Upon returning to his food, which he had set on a tree stump, he realized a brief cloudburst must have occurred while he was tending to his horse, because the bowl was filled to the brim with water. Annoyed, he nearly chucked the sodden food into the woods, but stopped himself and instead carried it home to reheat. As it turned out, he found he rather enjoyed the taste of the pork-tainted rainwater. Soon thereafter, he started imagining what other combinations of food he could leave outside in a bowl in advance of a rainstorm.

Eleven months later, an adorable baby mule was born. Oberon named him Soopy, and soon set him to work plowing fields to grow carrots, celery, potatoes, leeks, herbs and a multitude of other ingredients to try out in his new hybrid rain-food experiments. He lived to a ripe old age, cataloging many soup recipes along the way, forming the basis for many of the soups we still eat today in Portland.

There is another Soopy of note in Portland lore. In the early 20th century, there was a popular restaurant called Soopy's in downtown Portland. I'm unable to verify whether the restaurant was named after the mule or if it was just an odd coincidence.

To most, Soopy's was one thing: decent bisques, average chowders, nonplussing porridges—hot and inexpensive. But if you knew your way around Portland's swinging social scene of the Prohibition era, Soopy's was something entirely different. Legend has it that to gain access to the speakeasy located beneath Soopy's, you had to seat yourself at a table by the window and request that the waiter bring you the "bathroom key." When he brought the bathroom key, you were supposed to slide it back to him and say, "No, no, the good bathroom key."
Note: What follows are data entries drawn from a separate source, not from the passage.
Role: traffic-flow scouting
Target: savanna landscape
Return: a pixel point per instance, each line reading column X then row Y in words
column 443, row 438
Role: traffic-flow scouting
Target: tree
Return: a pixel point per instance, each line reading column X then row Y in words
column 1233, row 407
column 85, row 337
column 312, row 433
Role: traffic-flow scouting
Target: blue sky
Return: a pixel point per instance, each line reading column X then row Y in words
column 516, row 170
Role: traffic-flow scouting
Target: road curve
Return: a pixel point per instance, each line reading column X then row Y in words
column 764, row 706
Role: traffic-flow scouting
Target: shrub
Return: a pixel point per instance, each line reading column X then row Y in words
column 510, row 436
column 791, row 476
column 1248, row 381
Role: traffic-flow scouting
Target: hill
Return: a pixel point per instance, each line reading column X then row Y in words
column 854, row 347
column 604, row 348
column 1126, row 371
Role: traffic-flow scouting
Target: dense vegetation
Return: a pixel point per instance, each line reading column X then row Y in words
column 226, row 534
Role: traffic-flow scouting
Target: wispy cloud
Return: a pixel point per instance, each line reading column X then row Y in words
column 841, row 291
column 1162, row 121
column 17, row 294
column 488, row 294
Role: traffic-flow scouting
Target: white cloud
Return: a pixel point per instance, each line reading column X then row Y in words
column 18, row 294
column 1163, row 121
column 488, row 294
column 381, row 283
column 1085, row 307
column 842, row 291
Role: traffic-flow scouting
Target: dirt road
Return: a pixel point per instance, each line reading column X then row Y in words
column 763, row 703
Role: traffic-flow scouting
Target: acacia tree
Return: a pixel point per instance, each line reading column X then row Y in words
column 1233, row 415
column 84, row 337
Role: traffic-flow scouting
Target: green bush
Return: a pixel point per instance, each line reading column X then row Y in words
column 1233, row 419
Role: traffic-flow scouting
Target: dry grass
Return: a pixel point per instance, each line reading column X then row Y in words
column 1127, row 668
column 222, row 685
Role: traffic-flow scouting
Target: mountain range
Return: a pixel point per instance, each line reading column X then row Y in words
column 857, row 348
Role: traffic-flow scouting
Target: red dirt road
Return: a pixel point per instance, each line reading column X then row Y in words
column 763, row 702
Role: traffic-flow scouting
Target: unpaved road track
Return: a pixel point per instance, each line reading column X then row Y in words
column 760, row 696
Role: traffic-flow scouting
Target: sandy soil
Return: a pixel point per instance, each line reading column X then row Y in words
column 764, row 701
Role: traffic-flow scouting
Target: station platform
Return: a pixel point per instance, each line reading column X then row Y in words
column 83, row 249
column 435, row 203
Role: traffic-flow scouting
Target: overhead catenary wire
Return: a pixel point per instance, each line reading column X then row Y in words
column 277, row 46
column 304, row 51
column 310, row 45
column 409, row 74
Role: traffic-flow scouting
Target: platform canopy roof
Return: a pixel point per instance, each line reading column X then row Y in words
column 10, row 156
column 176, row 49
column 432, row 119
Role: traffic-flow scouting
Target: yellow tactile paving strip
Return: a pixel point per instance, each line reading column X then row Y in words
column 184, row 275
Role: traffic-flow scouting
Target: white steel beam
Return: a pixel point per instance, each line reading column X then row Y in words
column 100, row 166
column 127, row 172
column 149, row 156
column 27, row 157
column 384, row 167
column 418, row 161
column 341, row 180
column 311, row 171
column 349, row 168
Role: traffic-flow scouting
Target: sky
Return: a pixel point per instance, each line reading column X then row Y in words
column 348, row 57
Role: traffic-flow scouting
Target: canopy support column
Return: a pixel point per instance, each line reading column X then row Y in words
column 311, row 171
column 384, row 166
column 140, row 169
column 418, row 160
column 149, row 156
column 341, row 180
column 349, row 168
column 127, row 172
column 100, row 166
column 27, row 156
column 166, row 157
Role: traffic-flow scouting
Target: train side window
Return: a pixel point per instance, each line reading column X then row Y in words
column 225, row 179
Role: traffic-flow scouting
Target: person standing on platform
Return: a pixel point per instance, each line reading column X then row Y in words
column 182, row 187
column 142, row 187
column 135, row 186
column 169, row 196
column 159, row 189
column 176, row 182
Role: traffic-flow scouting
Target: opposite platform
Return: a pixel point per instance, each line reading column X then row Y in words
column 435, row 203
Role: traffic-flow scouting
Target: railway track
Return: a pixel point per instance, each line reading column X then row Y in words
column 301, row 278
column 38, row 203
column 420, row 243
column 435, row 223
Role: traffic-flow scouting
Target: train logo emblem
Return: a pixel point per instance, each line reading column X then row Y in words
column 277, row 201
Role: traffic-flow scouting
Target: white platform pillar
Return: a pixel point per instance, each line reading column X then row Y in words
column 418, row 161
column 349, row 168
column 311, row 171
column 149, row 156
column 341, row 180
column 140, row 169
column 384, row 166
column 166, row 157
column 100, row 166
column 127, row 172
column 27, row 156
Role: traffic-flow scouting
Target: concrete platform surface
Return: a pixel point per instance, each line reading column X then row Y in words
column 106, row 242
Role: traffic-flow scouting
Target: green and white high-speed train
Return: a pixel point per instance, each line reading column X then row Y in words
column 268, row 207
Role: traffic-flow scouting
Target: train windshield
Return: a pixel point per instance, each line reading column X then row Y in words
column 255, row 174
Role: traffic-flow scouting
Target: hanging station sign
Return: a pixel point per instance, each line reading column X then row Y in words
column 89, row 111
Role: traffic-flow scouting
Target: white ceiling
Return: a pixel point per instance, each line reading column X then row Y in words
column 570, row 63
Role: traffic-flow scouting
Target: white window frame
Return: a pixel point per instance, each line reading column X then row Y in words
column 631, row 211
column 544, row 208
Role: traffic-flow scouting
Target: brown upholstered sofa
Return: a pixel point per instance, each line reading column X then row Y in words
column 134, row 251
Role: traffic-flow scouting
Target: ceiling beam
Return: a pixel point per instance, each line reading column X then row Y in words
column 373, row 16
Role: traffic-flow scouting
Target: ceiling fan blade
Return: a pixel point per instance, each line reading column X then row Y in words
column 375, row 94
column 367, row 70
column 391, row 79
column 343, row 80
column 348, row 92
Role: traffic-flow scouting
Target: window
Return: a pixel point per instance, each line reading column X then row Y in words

Soopy's was atypical of most speakeasies in that it didn't serve the usual cocktails in glasses with ice. It served only alcoholic soups. Tomato soup and vodka, for example, or limoncello bouillabaisse, or ghoulash fortified with fortified wine. Any kind of alcoholic soup you or old Oberon could ever have imagined.

Soopy's closed for good in 1931 following a police raid. Many were taken into custody, most notable among them "It" girl Louise Brooks, who made it a point to stop by Soopy's whenever she came to Portland on vacation.